I’m writing a particular serialisation system. The first version works well. It’s a hierarchial string-key, data-value system. So to get a particular value, you navigate to a particular node and say getInt(“some key”) etc. etc.
My issue with the current system is that the file size gets quite large very quickly.
I’m going to combat this by adding a string table. The issue with this is that I can’t think of a way to support the old system. All I have is a file identifier which is 32 bits long.
I can change the file identifier, but everytime I make another change to the format, I’ll need to change the identifier again.
What’s an elegant way to implement new features while still supporting the old features?
I’ve studied the PNG format and creating chunks seems like a good way to go.
Is there any other advice you can give me on chunk dependencies and so forth?
If you need a binary format, look at Protocol Buffers, which Google uses internally for RPCs as well as long-term serialization of records.

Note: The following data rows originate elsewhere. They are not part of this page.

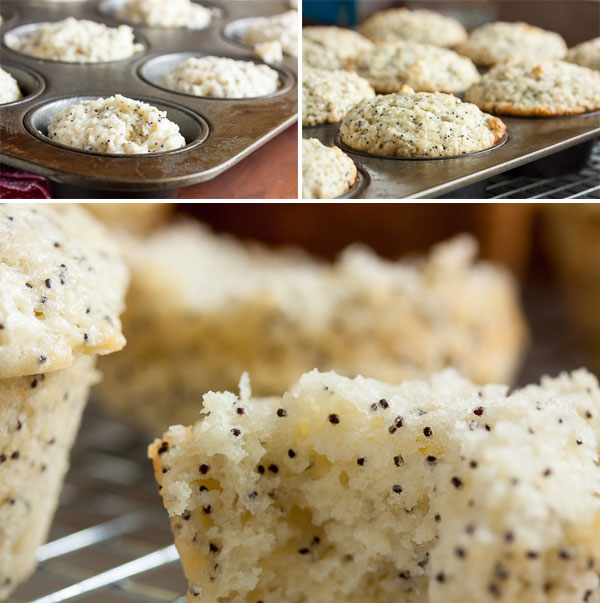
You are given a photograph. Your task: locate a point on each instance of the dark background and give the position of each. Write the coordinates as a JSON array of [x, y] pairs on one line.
[[575, 20]]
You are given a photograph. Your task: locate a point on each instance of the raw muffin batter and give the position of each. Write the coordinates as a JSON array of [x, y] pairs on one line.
[[327, 172], [283, 28], [77, 41], [328, 95], [163, 13], [419, 124], [115, 125], [9, 88], [358, 491], [222, 77]]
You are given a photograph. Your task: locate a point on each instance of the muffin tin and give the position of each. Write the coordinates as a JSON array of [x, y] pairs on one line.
[[396, 178], [218, 132]]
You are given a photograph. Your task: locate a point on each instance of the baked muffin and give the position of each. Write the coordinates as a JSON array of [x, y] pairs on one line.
[[419, 124], [425, 26], [501, 41], [360, 491], [327, 172], [203, 308], [586, 54], [328, 95], [423, 67], [62, 287], [343, 43], [537, 88]]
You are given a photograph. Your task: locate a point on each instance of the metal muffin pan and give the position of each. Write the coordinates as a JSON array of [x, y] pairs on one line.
[[528, 140], [218, 132]]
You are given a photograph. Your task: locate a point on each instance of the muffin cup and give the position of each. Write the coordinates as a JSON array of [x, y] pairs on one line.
[[39, 420]]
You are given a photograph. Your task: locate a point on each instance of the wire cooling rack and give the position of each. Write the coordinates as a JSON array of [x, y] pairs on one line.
[[584, 184], [110, 540]]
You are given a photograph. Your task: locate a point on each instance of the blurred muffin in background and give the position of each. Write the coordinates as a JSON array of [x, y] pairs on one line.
[[203, 308], [133, 217], [572, 234]]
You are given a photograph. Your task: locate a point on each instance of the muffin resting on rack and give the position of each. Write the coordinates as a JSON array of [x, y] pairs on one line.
[[359, 491], [204, 308], [62, 287]]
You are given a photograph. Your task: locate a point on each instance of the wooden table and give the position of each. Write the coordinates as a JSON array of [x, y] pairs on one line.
[[271, 172]]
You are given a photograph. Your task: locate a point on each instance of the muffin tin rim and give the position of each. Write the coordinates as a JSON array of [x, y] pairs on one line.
[[37, 76], [363, 179]]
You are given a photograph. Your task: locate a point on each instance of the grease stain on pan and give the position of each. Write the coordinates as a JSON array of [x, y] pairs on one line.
[[362, 182]]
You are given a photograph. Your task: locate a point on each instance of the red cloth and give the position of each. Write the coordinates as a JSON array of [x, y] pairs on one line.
[[21, 185]]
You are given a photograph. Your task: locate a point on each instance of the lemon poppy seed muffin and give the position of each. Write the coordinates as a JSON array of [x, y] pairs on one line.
[[328, 95], [204, 308], [537, 88], [501, 41], [327, 172], [419, 124], [425, 26], [174, 13], [586, 54], [222, 77], [77, 41], [351, 491], [116, 125], [423, 67], [282, 28], [345, 43], [62, 288]]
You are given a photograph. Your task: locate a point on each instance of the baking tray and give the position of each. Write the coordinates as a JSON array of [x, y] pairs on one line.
[[219, 132], [528, 140]]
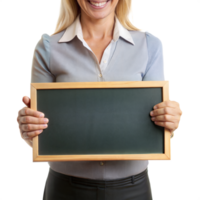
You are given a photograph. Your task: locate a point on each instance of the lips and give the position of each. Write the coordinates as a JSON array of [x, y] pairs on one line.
[[99, 1]]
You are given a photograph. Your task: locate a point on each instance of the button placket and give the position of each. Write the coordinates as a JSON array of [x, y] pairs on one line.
[[101, 163]]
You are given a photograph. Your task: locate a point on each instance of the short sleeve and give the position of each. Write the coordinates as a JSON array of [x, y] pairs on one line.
[[39, 67], [156, 66]]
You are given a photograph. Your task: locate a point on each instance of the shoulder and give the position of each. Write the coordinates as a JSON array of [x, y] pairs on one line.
[[46, 39], [153, 41]]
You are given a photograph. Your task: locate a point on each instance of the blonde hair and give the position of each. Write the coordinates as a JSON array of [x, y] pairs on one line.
[[70, 9]]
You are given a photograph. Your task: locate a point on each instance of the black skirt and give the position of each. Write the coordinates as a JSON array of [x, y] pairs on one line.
[[63, 187]]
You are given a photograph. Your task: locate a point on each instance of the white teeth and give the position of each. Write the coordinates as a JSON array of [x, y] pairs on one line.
[[98, 4]]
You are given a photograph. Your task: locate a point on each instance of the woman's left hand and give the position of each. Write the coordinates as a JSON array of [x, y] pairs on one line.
[[168, 114]]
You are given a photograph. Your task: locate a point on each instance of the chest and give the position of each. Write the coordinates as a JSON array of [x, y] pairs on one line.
[[98, 47]]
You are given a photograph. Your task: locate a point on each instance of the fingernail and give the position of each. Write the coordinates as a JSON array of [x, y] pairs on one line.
[[41, 115]]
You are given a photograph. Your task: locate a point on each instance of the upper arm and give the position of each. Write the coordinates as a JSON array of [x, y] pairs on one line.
[[39, 68]]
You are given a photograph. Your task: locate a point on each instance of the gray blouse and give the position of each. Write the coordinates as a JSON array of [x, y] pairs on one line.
[[66, 57]]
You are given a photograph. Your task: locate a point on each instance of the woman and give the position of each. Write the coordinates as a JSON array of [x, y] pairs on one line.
[[97, 43]]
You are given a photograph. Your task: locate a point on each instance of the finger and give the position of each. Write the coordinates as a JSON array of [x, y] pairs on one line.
[[168, 125], [164, 111], [31, 134], [32, 127], [166, 118], [25, 100], [32, 120], [30, 112], [169, 103]]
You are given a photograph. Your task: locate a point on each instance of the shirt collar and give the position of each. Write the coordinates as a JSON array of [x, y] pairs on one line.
[[75, 29]]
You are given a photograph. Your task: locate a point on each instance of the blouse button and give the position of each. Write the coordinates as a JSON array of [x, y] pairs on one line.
[[101, 163]]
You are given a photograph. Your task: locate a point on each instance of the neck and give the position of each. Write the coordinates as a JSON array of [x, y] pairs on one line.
[[97, 29]]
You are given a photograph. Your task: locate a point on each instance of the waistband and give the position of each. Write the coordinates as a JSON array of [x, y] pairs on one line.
[[102, 183]]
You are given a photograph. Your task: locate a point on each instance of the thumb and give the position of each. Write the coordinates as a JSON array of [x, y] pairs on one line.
[[26, 100]]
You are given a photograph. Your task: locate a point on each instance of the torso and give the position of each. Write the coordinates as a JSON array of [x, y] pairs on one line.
[[98, 47]]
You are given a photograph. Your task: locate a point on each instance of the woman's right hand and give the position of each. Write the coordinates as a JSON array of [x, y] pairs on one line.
[[30, 122]]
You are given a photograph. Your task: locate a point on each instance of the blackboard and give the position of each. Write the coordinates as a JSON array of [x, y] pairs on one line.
[[100, 121]]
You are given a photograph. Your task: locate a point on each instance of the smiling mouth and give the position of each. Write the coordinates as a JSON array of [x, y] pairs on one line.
[[104, 1]]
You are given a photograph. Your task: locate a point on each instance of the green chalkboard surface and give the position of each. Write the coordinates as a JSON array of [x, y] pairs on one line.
[[100, 121]]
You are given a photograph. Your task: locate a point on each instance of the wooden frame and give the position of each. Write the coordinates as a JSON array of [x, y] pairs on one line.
[[166, 92]]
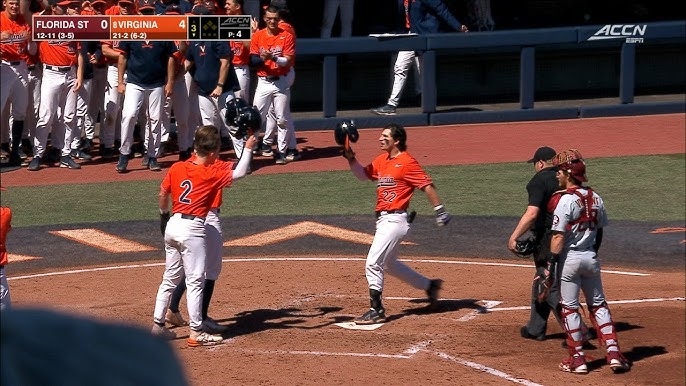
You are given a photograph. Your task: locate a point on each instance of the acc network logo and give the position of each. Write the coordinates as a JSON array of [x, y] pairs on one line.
[[632, 33]]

Each field of a protocol buffer is identified by an integer ID. Old applications ignore (and pass through) the fields that they don’t understand, so you can safely add new fields. You never reuse deprecated field IDs or change the type of a field.
Protocol buffers support primitive types (bool, int32, int64, string, byte arrays) as well as repeated and even recursively nested messages. Unfortunately they don’t support maps, so you have to turn a map into a list of (key, value).
Don’t spend all your time fretting about serialization and deserialization. It’s not as fun as designing protobufs.